Torna ad esercitare la propria lecita attività di allevatore Bernardo Tarchiani, grazie alla notifica della Guardia di Finanza di venerdì scorso in base alla sentenza del giudice Andrea Claudiani che ha ordinato il dissequestro dell'allevamento di segugi italiani del Tarchiani, nota in tutta Italia per gli ottimi requisiti di razza dei suoi esemplari.
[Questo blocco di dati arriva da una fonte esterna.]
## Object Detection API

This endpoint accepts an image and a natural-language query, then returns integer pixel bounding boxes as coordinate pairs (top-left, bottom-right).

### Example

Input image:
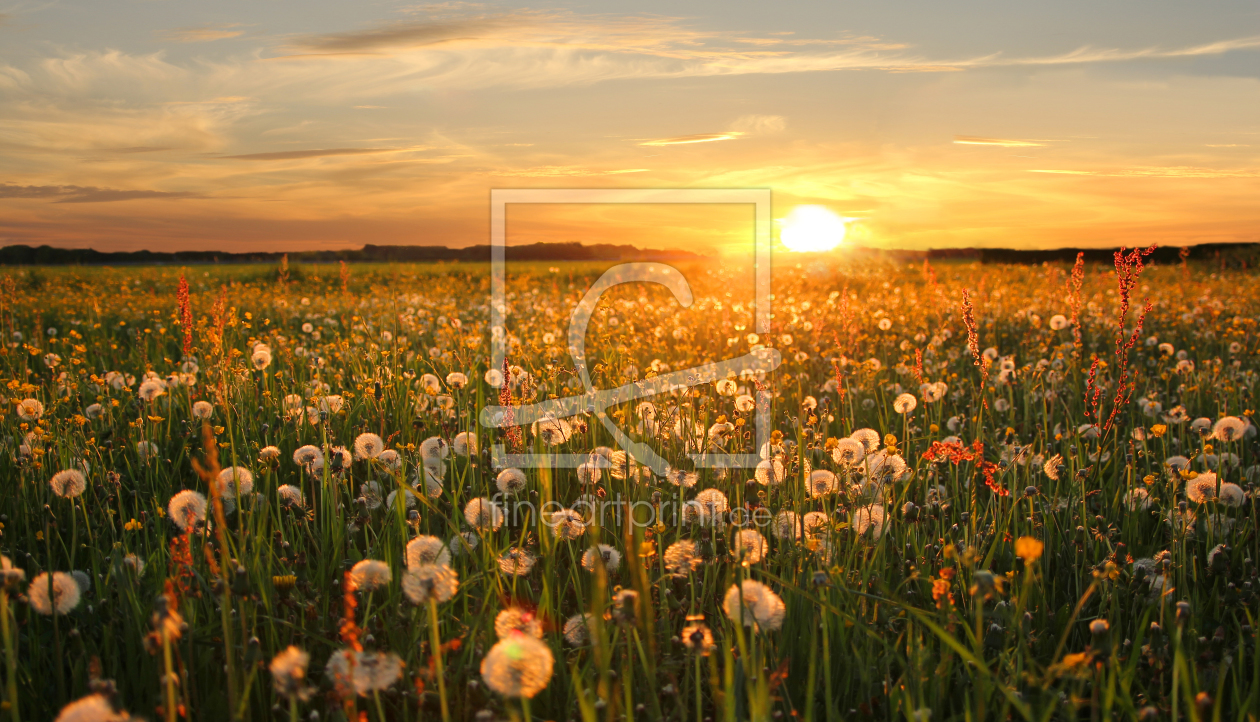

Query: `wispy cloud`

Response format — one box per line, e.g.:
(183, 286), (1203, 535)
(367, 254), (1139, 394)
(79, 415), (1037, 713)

(292, 14), (530, 54)
(954, 136), (1047, 147)
(1010, 35), (1260, 66)
(0, 183), (204, 203)
(219, 148), (397, 161)
(639, 132), (742, 147)
(494, 166), (651, 176)
(274, 9), (1260, 90)
(161, 24), (245, 43)
(731, 115), (786, 135)
(1030, 167), (1260, 178)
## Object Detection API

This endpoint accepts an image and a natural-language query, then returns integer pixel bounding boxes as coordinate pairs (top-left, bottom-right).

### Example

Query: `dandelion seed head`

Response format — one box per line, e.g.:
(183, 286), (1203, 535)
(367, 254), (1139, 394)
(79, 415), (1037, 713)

(168, 490), (207, 531)
(532, 416), (573, 446)
(496, 468), (528, 495)
(353, 432), (384, 460)
(664, 539), (705, 575)
(293, 445), (323, 469)
(850, 428), (881, 453)
(480, 633), (555, 698)
(852, 504), (887, 540)
(464, 497), (504, 531)
(1219, 482), (1245, 507)
(277, 484), (304, 508)
(29, 571), (81, 615)
(406, 535), (452, 568)
(270, 646), (313, 701)
(580, 544), (621, 572)
(16, 398), (44, 421)
(137, 378), (166, 402)
(50, 469), (87, 498)
(808, 469), (838, 497)
(419, 436), (449, 461)
(494, 607), (543, 639)
(250, 348), (273, 370)
(665, 467), (699, 488)
(563, 612), (598, 646)
(191, 400), (214, 420)
(547, 509), (588, 540)
(217, 467), (254, 499)
(893, 393), (917, 414)
(377, 449), (401, 470)
(348, 559), (392, 591)
(731, 529), (768, 565)
(1185, 472), (1218, 503)
(681, 622), (716, 655)
(453, 431), (478, 456)
(402, 564), (459, 604)
(496, 547), (537, 576)
(772, 510), (800, 541)
(754, 458), (785, 486)
(684, 489), (729, 525)
(831, 437), (865, 466)
(326, 649), (404, 695)
(136, 440), (159, 461)
(449, 532), (479, 557)
(722, 579), (785, 632)
(1213, 416), (1246, 442)
(53, 693), (129, 722)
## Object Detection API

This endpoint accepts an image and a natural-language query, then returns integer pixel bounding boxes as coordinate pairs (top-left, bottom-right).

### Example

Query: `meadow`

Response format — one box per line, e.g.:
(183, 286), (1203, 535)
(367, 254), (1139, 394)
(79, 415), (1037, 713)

(0, 251), (1256, 722)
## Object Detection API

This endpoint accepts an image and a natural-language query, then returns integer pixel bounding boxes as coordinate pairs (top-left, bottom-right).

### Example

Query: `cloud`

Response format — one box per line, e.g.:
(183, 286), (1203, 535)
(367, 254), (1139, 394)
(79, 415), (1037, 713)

(112, 146), (174, 153)
(274, 9), (1260, 90)
(162, 25), (245, 43)
(637, 119), (782, 147)
(731, 115), (786, 135)
(1029, 167), (1260, 178)
(640, 132), (743, 146)
(292, 15), (529, 54)
(0, 183), (204, 203)
(218, 148), (397, 161)
(954, 136), (1046, 147)
(1010, 35), (1260, 66)
(494, 166), (651, 176)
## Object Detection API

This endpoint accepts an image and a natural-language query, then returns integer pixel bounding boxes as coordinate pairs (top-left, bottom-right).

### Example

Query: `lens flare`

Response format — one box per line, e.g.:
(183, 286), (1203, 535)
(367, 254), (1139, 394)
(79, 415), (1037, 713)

(778, 205), (850, 252)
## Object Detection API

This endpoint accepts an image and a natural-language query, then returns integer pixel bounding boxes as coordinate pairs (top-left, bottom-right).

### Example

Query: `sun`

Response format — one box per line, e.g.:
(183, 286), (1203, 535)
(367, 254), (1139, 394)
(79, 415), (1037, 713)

(778, 205), (850, 252)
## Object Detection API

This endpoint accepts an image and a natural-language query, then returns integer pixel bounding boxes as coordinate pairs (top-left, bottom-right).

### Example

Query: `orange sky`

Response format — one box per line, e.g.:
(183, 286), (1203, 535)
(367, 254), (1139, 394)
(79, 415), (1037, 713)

(0, 2), (1257, 253)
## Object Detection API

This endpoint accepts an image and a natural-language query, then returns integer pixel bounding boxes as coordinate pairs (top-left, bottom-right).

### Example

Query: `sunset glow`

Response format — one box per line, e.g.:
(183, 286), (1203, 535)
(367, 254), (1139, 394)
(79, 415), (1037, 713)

(779, 206), (850, 252)
(0, 2), (1257, 252)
L'allevatore, che ha ottenuto diversi riconoscimenti per la bellezza e la bravura dei suoi cani, ha subito un vero calvario dal 2007 quando su di lui cadde l'accusa di maltrattamento di animali e fu travolto dall'eccessiva enfasi mediatica, come spesso succede in questi casi. Pur riconoscendo che l'ambiente in cui i cani vivevano non era affatto impeccabile, l'allevatore ha respinto con forza la tesi dei maltrattamenti “in effetti – dichiara Tarchiani alla redazione del sito Saturno Notizia - le cucce, pur risultando funzionali allo scopo, non erano belle; che alcuni aspetti non erano proprio regolamentari e che anche l'ordine si potesse migliorare, ma i cani erano ugualmente accuditi con premura e affetto”.
Degli 82 cani al momento del sequestro, ne sono rientrati solo 39. La domanda ora è che fine hanno fatto gli altri 43 segugi? "Alcuni sono morti, altri dico che sono dispersi - risponde Tarchiani - non dimenticando che vi erano anche sei femmine gravide. Bene, quei cuccioli che aspettavano al momento del sequestro sono nati fuori Sansepolcro e non sono mai tornati nella loro "casa", per cui non saprei dire nemmeno quanti erano in totale, forse sui 150. Mi limito a ricordare che in un primo tempo i miei cani erano stati trasferiti a Modena; poi, in base alle morti accertate, abbiamo chiesto che venissero portati al canile rifugio di Todi. Con un altro risultato: in 50 giorni, deceduti altri 19 cani. Credo che ogni commento sia superfluo".
Sulla distinzione fra manutenzione dell'ambiente in cui vivevano e cura degli animali verterà l'arringa del 23 ottobre a Sansepolcro, giorno in cui potrebbe essere emessa la sentenza.